Roger led Elizabeth to her chair, between us. Though she sat, she wouldn’t let go of his guiding hand.
“This is her first cry,” I told him.
“Well, it’s good for her.” With his free hand he petted her hair, which seemed to bloom back to its rich color under his touch. “I have some news that might cheer you up,” he told her. “On my way over here I got word that the General returned.”
“Her General?”
“Watkins? Yes.”
“I thought he was dead.”
“Obviously not.” Elizabeth sat back and let go of her father’s hand, but still she said nothing.
“Well, who freed him?”
“Freed him? No one. From what I gat
her, he just drove away.”
“Drove away?”
“He wasn’t captured at all, it turns out. He was in negotiations with the Syrians all along, secret negotiations. The kidnapping, the ambush, that was a cover.”

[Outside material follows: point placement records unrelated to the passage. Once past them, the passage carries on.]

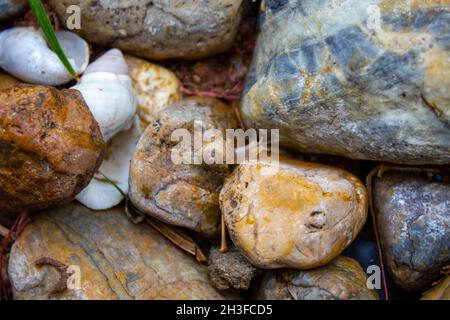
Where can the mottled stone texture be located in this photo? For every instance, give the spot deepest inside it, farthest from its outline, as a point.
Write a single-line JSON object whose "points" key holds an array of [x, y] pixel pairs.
{"points": [[342, 279], [158, 29], [230, 270], [11, 8], [50, 147], [298, 215], [413, 216], [440, 291], [337, 82], [117, 260], [185, 195]]}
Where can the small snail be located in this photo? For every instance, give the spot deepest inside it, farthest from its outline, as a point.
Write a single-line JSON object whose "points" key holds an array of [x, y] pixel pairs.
{"points": [[34, 62], [107, 89]]}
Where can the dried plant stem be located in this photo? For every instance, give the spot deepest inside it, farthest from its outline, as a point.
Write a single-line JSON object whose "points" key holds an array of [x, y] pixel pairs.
{"points": [[3, 231], [179, 238]]}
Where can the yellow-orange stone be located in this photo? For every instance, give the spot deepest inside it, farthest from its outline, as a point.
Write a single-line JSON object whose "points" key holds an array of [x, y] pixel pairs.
{"points": [[298, 215]]}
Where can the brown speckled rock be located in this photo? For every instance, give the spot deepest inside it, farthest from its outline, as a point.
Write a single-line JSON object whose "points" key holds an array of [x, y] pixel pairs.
{"points": [[300, 215], [363, 79], [440, 291], [159, 29], [185, 195], [117, 260], [414, 223], [230, 270], [50, 147], [342, 279]]}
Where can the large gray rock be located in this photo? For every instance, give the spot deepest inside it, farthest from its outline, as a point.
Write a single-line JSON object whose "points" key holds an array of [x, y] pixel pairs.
{"points": [[336, 82], [158, 29], [11, 8], [117, 259], [413, 216]]}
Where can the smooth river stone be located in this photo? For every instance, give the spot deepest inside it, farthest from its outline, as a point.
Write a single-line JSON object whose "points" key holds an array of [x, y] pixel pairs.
{"points": [[300, 215], [413, 215], [342, 279], [362, 79], [117, 259]]}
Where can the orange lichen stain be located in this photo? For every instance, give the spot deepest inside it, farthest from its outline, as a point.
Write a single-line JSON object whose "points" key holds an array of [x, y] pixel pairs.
{"points": [[288, 193]]}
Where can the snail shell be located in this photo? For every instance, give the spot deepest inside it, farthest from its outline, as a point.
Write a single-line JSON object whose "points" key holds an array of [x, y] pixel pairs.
{"points": [[107, 89], [24, 53]]}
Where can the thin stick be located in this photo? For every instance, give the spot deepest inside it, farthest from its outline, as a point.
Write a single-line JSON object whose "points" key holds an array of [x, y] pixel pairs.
{"points": [[3, 231], [223, 240]]}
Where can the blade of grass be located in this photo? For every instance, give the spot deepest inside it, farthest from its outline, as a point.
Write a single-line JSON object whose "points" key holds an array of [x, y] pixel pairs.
{"points": [[47, 29]]}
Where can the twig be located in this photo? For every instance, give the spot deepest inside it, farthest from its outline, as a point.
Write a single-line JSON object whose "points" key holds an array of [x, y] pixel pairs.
{"points": [[378, 171], [61, 286]]}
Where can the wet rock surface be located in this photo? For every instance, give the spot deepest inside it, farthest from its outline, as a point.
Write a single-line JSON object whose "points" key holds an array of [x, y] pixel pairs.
{"points": [[440, 291], [359, 79], [50, 147], [298, 215], [117, 259], [159, 29], [11, 8], [413, 215], [185, 195], [230, 270], [342, 279]]}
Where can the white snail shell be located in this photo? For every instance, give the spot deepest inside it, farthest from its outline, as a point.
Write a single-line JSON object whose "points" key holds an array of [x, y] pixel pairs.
{"points": [[25, 54], [107, 89], [100, 194]]}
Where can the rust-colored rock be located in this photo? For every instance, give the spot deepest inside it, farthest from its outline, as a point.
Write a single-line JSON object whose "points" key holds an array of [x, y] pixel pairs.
{"points": [[342, 279], [298, 215], [116, 259], [50, 147], [413, 216], [158, 29], [185, 195], [441, 291]]}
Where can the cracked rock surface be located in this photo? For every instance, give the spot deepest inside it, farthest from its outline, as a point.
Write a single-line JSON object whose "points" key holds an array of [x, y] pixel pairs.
{"points": [[361, 79], [158, 29], [342, 279], [50, 147], [298, 215], [182, 194], [413, 216], [117, 259]]}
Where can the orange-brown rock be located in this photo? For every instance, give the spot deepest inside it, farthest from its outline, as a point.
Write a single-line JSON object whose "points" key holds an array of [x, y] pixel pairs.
{"points": [[116, 259], [50, 147], [342, 279], [185, 195], [441, 291], [298, 215]]}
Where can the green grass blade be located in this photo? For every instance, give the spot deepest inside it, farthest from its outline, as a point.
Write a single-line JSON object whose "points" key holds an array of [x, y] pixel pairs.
{"points": [[47, 29]]}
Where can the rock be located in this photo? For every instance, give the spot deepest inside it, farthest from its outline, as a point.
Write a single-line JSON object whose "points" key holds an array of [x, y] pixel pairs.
{"points": [[156, 88], [50, 147], [441, 291], [335, 82], [116, 259], [185, 195], [6, 81], [342, 279], [230, 270], [158, 29], [11, 8], [413, 217], [300, 215]]}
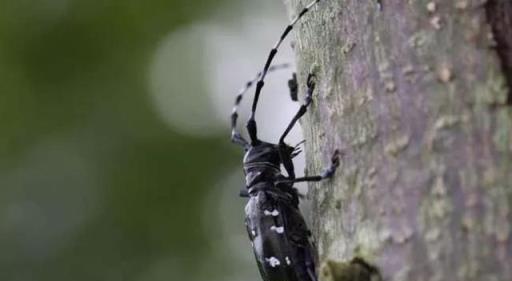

I looked at Elizabeth. If the General had been involved in negotiations, Elizabeth would have known he hadn’t been killed, hadn’t been captured. So why the hell did she go to Lebanon in the first place? “They staged it? They staged the killing, planted a story about the General being taken hostage?”
Roger shrugged. He pointed to Elizabeth. “This is the family expert on the Middle East. I suspect she knows the purpose of the sham.”
“What about her?” I asked Roger. “What about you?” I asked her.
Now she spoke. “I can’t tell you yet.”
“I risk my life going after you and you can’t tell me whether or not you were really a hostage?!”
“I was really a hostage. You really did get me out. But I can’t tell you anything more until I hear what happened with the General.”
“I don’t understand,” I said to her, and then to myself: “I just don’t understand.”
Nurses and orderlies flooded into the room with a gurney. Elizabeth said, “I just don’t know what I’m allowed to tell you yet. I don’t know what’s protected.”
“From me?” I felt myself almost shouting. “Something’s protected from me?”
“Now settle down there, Ron.”
I burned. “I feel like I earned a little respect here!”
“At the expense of national security?” the Grumbler shot. “Respect gives you the right to shout at my daughter?”
I raised my hands in concession. The head nurse called my name. I nodded to her and got up. “We can work on this later. I want to know. I deserve to know.”
“You’ll know what the government thinks is safe for you to know,” Roger mumbled.